Training Procedure | AI Game Development: Synthetic Creatures with Learning and Reactive Behaviors

Training procedure uses weight optimization to produce the desired neural network. Effectively, the aim of the training procedure is to satisfy an objective function. The objective function determines the quality of a network, based on a high-level metric: Measure the performance for numerous examples, or just compare the total weight adjustments to a threshold. The objective function mainly determines when the training process is complete.

Data Sets

The training of a perceptron requires example data, namely an existing collection of input data with the desired output. Each of these input/output pairs is known as a sample, a single training case. Together, these samples form the data set.

Typically, not all the data set is used for training; it is split into two or three different subsets. Only one of these is used for training. The other two can be potentially used for validation (checking the results of the training to improve it), and testing (the final performance analysis of the network). Because of the simplicity of single-layer perceptrons, this is not always necessary, but this method comes in handy for more complex problems.

Further Information

The management of data sets is generally an extremely common problem in pattern recognition. Perceptrons also can be used for classification and feature recognition, but do not require any measures to split the data set (because it always converges). Chapter 26, "Classification and Regression Trees," covers the handling of data sets in more detail.

Training Algorithms

Training a perceptron usually adjusts the weights together using the optimization techniques presented. The key difference between training algorithms is how to process the samples, and there are two different approaches:

Each case can be treated individually, in an incremental fashion. The weights of the network are updated every time a sample is processed.
All the samples can be treated as a batch. The weights are updated only after the entire set has been processed. This is known as an epoch. (It's a reference to measure the performance-learning algorithms.)

Regardless of the approach used, the aim of the training process is to adjust the weights into a near optimal configuration, which will allow the network to perform well when evaluated.

Perceptron Training

The perceptron training algorithm is an incremental approach, but makes use of gradient information for better convergence (see Listing 17.2). This is done using the steepest descent technique, which computes the necessary adjustment Dw_i for each weight w_i:

graphics/215equ01.gif

This equation expresses the necessary change to a weight in terms of the learning rate h, the output difference between the actual output y and the desired target t, and the current value of the input x_i. The learning rate h is a small constant, usually chosen by the AI engineer, as discussed for the gradient methods. Formally, this is gradient descent on the error surface.

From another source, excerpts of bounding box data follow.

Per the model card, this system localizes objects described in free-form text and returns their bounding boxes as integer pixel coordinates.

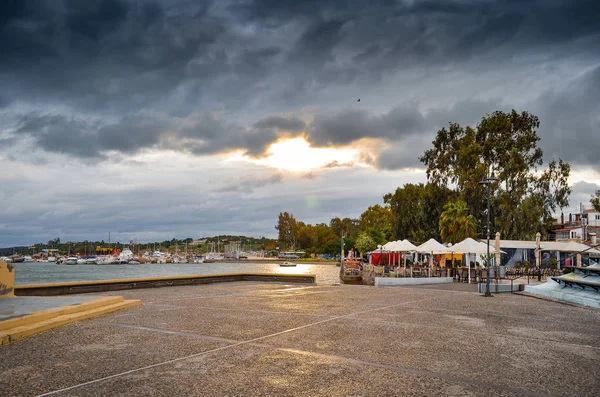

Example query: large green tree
[359,204,393,239]
[439,200,477,244]
[383,183,453,243]
[275,212,298,249]
[590,190,600,212]
[355,232,377,255]
[420,110,571,239]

Listing 17.2 The Perceptron Training Algorithm

 initialize weights randomly while the objective function is unsatisfied      for each sample           simulate the perceptron           if result is invalid                for all inputs i                     delta = desired output                     weights[i] += learning_rate * delta * inputs[i]                end for           end if      end for end while

Testing of the result's validity is usually based on Boolean logic. The inputs and outputs are also usually set to 0 or 1. The interesting point to notice is that only the misclassified patterns are used to update the weights of the network.

Delta Rule

The delta rule is the equation expressing the gradient of the error in each weight, but it has also given its name to a training algorithm (see Listing 17.3). (It is also the basis of preceding solution.) A batch approach processes all the training samples before updating the weights.

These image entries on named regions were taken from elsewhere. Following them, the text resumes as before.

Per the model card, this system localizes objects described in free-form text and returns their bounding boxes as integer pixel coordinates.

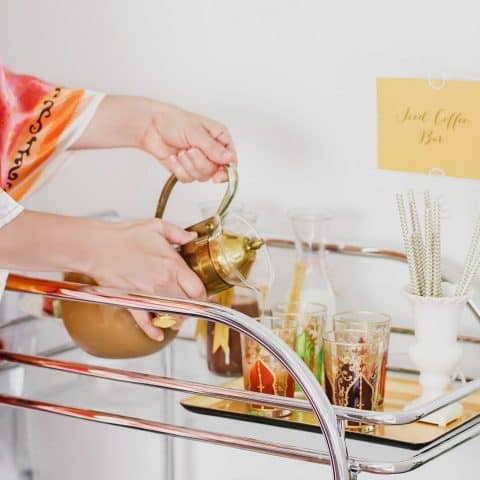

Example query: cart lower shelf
[181,376,480,450]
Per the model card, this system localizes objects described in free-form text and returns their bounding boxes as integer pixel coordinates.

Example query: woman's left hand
[140,102,237,182]
[72,95,237,182]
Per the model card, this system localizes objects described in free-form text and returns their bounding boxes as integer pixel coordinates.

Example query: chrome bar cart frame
[0,239,480,480]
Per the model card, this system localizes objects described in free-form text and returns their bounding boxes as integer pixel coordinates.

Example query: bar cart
[0,239,480,480]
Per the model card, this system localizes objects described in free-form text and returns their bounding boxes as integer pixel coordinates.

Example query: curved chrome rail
[0,274,350,480]
[0,238,480,480]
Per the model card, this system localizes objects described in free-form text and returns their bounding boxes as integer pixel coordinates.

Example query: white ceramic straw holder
[406,283,468,426]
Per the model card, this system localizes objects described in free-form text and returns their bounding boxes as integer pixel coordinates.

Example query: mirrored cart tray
[180,376,480,450]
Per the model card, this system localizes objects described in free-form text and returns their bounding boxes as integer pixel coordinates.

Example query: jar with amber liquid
[207,288,260,376]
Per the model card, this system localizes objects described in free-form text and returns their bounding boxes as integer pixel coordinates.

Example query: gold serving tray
[180,376,480,449]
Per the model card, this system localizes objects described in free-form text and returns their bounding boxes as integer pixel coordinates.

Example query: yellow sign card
[377,78,480,179]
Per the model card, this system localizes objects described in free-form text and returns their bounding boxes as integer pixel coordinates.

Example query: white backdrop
[0,0,480,480]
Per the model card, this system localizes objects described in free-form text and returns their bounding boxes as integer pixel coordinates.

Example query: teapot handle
[155,163,238,218]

Listing 17.3 The Delta Rule Applied as a Batch Learning Algorithm

 while termination condition is not verified      reset steps array to 0      for each training sample           compute the output of the perceptron           for each weight i                delta = desired output                steps[i] += delta * inputs[i]           end for      end for      for each weight i           weights[i] += learning_rate * steps[i]      end for end while

Mathematically, this corresponds to gradient descent on the quadratic error surface. In practice, it means the error is minimized globally for the entire data set, and provably so! The best result is always reached, so no validation is needed.

Synopsis

Perceptrons are an incredibly simple model providing a solution to linear problems. As such, there are very straightforward and efficient ways to teach it. The main decision is between the perceptron training algorithm and a batched delta rule.

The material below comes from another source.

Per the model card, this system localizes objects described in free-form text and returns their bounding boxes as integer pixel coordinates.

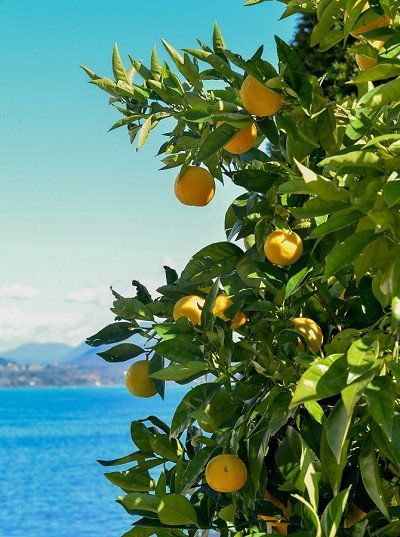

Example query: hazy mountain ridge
[0,335,147,387]
[0,343,74,364]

Both methods are proven to find solutions if they exist, given a small enough learning rate h. The perceptron training will just make sure that all the outputs are correct in binary terms. On the other hand, the delta rule will minimize the error over all the training samples in continuous space. This guarantees that there is one single global minimum, and that the learning will converge (given a suitable h). This has many advantages, including the ability to deal with noise and provide a good approximation for nonlinear functions.

As such, the delta rule used in batch mode should be chosen whenever possible. The main requirement for this is to have all the data sets available for training (for instance, a log of wins and losses from the game). If this is not the case, and the perceptron needs to be learned using a stream of incoming data samples, the only option is an incremental one (for instance, learning tactics from experience during the game). Once again, just a simple application of the delta rules suffices; discarding samples classified correctly as in perceptron training can be useful in this case to prevent favoring recently learned samples.